I wrote two command line applications in C++ which use WebRTC:
The basic implementation works: They exchange SDP-Offer and -Answer, find their external IPs using ICE, a PeerConnection and a PeerConnectionFactory with the corresponding constraints are created, etc. I added a hook on the server side to RtpReceiverImpl::IncomingRtpPacket
which writes the received payload to a file. The file contains valid PCM audio. Therefore, I assume the client streams data successfully through the network to the server application.

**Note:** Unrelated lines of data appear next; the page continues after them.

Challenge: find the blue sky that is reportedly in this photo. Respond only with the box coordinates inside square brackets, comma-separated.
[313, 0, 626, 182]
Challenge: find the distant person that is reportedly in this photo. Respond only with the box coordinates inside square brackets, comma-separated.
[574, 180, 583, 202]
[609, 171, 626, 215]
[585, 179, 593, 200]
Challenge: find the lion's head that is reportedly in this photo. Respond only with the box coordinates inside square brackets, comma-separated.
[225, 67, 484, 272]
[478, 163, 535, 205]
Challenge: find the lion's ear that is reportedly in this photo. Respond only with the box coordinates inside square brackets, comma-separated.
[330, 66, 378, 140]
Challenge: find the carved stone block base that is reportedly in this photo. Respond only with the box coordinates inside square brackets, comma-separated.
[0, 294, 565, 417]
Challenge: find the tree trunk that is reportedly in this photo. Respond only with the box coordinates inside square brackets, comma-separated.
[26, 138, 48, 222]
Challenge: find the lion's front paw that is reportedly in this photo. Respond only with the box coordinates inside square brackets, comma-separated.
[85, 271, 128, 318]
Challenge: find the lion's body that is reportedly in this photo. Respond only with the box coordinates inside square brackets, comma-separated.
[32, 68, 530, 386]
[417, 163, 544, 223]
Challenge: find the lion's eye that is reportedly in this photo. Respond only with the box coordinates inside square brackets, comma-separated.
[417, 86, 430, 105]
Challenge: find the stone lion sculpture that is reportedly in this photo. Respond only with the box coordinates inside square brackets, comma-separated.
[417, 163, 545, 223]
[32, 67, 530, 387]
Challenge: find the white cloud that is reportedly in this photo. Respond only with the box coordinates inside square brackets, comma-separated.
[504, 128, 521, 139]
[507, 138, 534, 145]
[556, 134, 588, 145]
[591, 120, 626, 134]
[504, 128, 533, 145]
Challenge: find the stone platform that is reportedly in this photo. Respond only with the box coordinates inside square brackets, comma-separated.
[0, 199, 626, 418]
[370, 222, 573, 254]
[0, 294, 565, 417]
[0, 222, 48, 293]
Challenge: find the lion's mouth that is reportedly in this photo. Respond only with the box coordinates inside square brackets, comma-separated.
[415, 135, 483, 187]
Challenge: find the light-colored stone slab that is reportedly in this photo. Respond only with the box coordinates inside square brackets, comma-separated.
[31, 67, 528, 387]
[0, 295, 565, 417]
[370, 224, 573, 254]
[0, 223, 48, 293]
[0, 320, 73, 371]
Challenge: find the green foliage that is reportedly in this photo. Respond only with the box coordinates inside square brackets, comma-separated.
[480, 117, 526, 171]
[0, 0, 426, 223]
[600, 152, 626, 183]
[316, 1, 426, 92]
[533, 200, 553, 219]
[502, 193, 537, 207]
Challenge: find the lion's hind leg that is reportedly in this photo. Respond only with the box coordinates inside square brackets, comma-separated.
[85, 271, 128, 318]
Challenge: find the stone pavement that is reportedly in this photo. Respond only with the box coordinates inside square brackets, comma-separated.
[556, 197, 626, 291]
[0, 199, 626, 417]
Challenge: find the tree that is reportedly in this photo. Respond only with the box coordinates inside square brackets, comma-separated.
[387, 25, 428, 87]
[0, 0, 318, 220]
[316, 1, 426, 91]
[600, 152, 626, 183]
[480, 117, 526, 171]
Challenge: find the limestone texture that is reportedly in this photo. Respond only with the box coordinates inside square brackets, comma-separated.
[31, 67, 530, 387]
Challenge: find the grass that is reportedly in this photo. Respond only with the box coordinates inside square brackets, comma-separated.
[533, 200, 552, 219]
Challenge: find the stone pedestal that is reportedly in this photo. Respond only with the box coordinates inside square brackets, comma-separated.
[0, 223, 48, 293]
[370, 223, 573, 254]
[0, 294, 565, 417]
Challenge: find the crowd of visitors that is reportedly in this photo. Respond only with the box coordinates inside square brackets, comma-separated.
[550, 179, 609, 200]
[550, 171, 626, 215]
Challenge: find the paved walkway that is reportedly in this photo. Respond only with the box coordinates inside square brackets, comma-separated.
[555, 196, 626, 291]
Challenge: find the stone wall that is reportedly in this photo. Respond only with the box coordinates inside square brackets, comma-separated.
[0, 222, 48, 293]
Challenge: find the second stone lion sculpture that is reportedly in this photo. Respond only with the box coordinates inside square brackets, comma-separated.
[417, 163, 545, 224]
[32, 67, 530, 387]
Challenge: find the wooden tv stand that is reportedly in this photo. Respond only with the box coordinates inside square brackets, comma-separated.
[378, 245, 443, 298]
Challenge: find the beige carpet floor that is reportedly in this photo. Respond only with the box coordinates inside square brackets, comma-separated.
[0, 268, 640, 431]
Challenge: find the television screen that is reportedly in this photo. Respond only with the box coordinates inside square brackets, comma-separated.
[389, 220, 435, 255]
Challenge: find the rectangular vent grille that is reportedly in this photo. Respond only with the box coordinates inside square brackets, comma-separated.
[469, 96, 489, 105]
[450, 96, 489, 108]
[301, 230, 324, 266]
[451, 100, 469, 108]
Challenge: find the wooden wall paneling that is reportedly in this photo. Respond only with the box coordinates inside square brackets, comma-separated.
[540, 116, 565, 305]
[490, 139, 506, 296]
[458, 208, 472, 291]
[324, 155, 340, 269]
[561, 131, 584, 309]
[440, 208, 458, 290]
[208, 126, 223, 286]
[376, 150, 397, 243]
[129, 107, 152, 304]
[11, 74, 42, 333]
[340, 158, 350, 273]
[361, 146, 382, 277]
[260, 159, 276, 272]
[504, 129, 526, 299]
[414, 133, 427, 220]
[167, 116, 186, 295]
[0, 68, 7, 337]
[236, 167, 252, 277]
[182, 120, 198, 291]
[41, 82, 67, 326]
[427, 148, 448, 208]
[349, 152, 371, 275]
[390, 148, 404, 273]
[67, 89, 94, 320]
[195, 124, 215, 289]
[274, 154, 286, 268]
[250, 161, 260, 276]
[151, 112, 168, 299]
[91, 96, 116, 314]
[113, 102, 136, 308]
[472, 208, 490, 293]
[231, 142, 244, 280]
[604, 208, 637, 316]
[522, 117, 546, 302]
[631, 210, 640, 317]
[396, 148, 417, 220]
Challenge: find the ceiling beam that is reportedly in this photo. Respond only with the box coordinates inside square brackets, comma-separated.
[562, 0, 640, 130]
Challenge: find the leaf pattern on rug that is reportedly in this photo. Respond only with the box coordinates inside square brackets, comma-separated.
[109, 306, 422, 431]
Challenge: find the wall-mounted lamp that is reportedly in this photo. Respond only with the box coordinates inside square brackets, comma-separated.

On the server side, my callback PeerConnectionObserver::OnAddStream
is called and receives a MediaStreamInterface
. Furthermore, i can iterate with my DeviceManagerInterface::GetAudioOutputDevices
through my audio devices. So basically, everything is fine.
What is missing: I need some kind of glue to tell WebRTC to play my AudioStream on the corresponding device. I have seen that I can get an AudioSink, AudioRenderer and AudioTrack objects. Again: Unfortunatly, I do not see an interface to pass them to the audio device. Can anyone help me with that?
One important note: I want to avoid to debug real hardware. Therefore, I added -DWEBRTC_DUMMY_FILE_DEVICES when building my WebRTC modules. It should write audio to an output file but the file just contains 0x00. The input file is read successfully because as I mentioned earlier, audio is send via RTP.
Finally, I found the solution: First, I have to say that my Code uses a WebRTC from 2017. So, the following things may have been changed and/or are fixed already:
After debugging my code and the WebRTC library I saw: When a remote stream is added, playback should start automatically. There is no need on the developer side to call playout()
in the VoiceEngine
or something comparable. When the library recognizes a remote audio stream, playback is paused, the new source is added to the mixer, and playback is resumed. The only APIs to control playback are provided by webrtc::MediaStreamInterface
which is passed via the PeerConnectionObserver::OnAddStream
. Examples are SetVolume()
or set_enabled()
.
So, what went wrong in my case? I used the FileAudioDevice
class which should write raw audio data to an output file instead of speakers. My implementation contains two bugs:
FileAudioDevice::Playing()
returned true in any case. Due to this, the library added the remote stream, wanted to resume playout, called FileAudioDevice::Playing()
which returned true and aborted because it thought the AudioDevice was already in playout mode.FileAudioDevice::PlayThreadProcess()
via _outputFile.Write(_playoutBuffer, kPlayoutBufferSize)
onto disk. However, this does not work. Luckily, a plain C fwrite() as hacky bugfix does work.